Бренчанин водил Стрижайло по просторному дому, не преминув заглянуть в ванную с огромной золотой лоханью и золотыми кранами, в туалет, где по-ленински золотой, и по-византийски царственный стоял восхитительный унитаз. В гараже, бесчисленно отраженный в зеркальных стенах, окруженный зарей, разместился золотой «Роллс-Ройс». И повсюду, — на тарелках, унитазе, корпусе автомобиля можно было увидеть клеймо самой высшей пробы.
— Теперь же я вас отведу туда, где почти никто не бывал. Если угодно, это моя молельня, где я благодарю судьбу за ее ко мне благосклонность. Фармацевтика — это не наука, а религия с богами, в которых нужно верить и которым следует приносить регулярные жертвы и воздавать постоянные почести, — лицо Бренчанина исполнилось благоговения, и он стал похож на Верховного Жреца, переступающего порог кумирни.
Стрижайло шагнул за ним следом и ахнул от обилия огненно-золотых лучей, пылающей желтизны, раскаленного, невыносимого для глаз сияния. В овальном зале на постаментах возвышались золотые статуи богинь. Полуобнаженные, в туниках, в изящных позах, в каких эллины изображали муз, золотые женщины то ли танцевали, то ли прислушивались к звукам невидимых кифар и свирелей, исполненные грациозной неги, любовного томления.

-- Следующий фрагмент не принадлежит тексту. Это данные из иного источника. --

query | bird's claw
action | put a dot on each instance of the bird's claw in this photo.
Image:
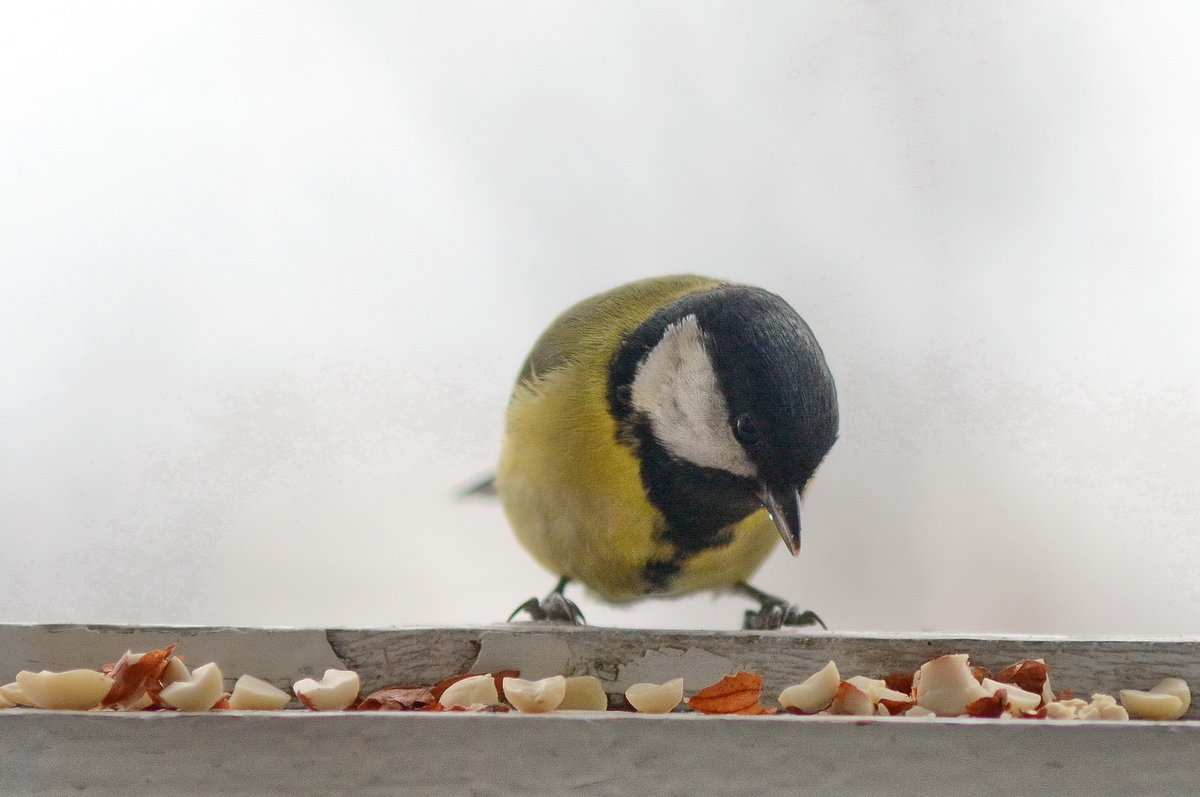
(555, 607)
(778, 613)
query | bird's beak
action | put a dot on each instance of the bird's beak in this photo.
(783, 504)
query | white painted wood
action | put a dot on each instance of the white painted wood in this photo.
(303, 753)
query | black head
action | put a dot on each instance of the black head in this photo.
(729, 400)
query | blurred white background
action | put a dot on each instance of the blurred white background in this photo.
(270, 268)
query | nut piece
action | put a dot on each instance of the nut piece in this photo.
(73, 689)
(815, 694)
(1062, 709)
(1149, 705)
(535, 696)
(946, 684)
(255, 694)
(1018, 701)
(1103, 707)
(655, 699)
(919, 712)
(12, 694)
(475, 690)
(175, 671)
(851, 700)
(336, 690)
(585, 693)
(198, 693)
(1177, 687)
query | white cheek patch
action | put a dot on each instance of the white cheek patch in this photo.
(677, 389)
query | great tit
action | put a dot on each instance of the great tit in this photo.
(659, 438)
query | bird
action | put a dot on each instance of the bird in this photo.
(658, 441)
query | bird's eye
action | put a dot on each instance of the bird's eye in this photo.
(745, 430)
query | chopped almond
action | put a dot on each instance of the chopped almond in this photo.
(737, 694)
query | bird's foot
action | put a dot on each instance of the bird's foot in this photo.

Бренчанин преобразился, сложил молитвенно руки, двинулся по кругу, припадая устами к ногам сияющих статуй, благодарно и истово целуя золотые стопы богинь.
Стрижайло, щуря глаза, чтобы не ослепнуть, следил за губами молящегося, которые касались надписей, выбитых на слитках. С изумлением увидел, что сияющие красавицы носят имена самых опасных и смертельных болезней. Золотые кумиры были возведены в честь этих болезней, которые составили благополучие Бренчанина, питали его славу, умножали богатство. Сияющие девы носили имена — «Гнойный аппендицит», «Туберкулез», «Рак желудка», «Паранойя», «Птичий грипп», «Атипичная пневмония», «Фиброма предстательной железы», «Инфаркт миокарда», «Почечный камень», «Энцефалит», «Болезнь Боткина», «Болезнь Паркинсона», «Базедова болезнь», а так же «Диарея» и «Расстройство желудка». Богини, числом шестнадцать, образовывали замкнутый круг болезней, в котором вращалось несчастное человечество, и откуда Бренчанин вырывал его с помощью настойки крапивы, таблеток хлористого кальция и бальзама из капустных улиток, используемого, как внутривенное. Стрижайло, оказавшись в этом замкнутом и смертельно опасном кругу, испытал священный трепет и непреодолимое желание поклониться могущественным богиням, повелевающим немощами человеческими. Его посетило ощущение, что он уже где-то видел подобное капище, испытывал схожие чувства. Вдруг его осенило, — все это напоминало фонтан «Дружба народов», где золоченые девы сомкнули круг, заманивая в него посетителей Сельскохозяйственной выставки. Это подобие испугало его. Открыло истинный смысл ВДНХ, задуманный коммунистами, как духовный центр Религии Будущего, где новые сорта злаков и корнеплодов, элитные породы скота и птицы служили жертвенным сырьем для «фармакологии коммунизма», излечивающей все болезни, в том числе и социальные.
Он изнемогал. Бесы не отпускали его. Размножались, как огромная неизлечимая болезнь. И старясь спастись, заслониться от наваждений, он вновь вспомнил бабушку. Как водила его морозным январским днем в Третьяковку, — синий снег, янтарные пятна солнца, кирпично-красный, нарядный фасад Третьяковки, и внутри, в благоухающем тепле — дивное множество любимых картин. «Аленушка». «Три богатыря», «Незнакомка», «Явление Христа народу». Бабушка истово и чудесно рассказывает ему о картинах, он любит бесконечно ее милое, взволнованное лицо, седые, на прямой пробор, волосы и картину в золоченом багете, на который серый волк нес на спине царевича.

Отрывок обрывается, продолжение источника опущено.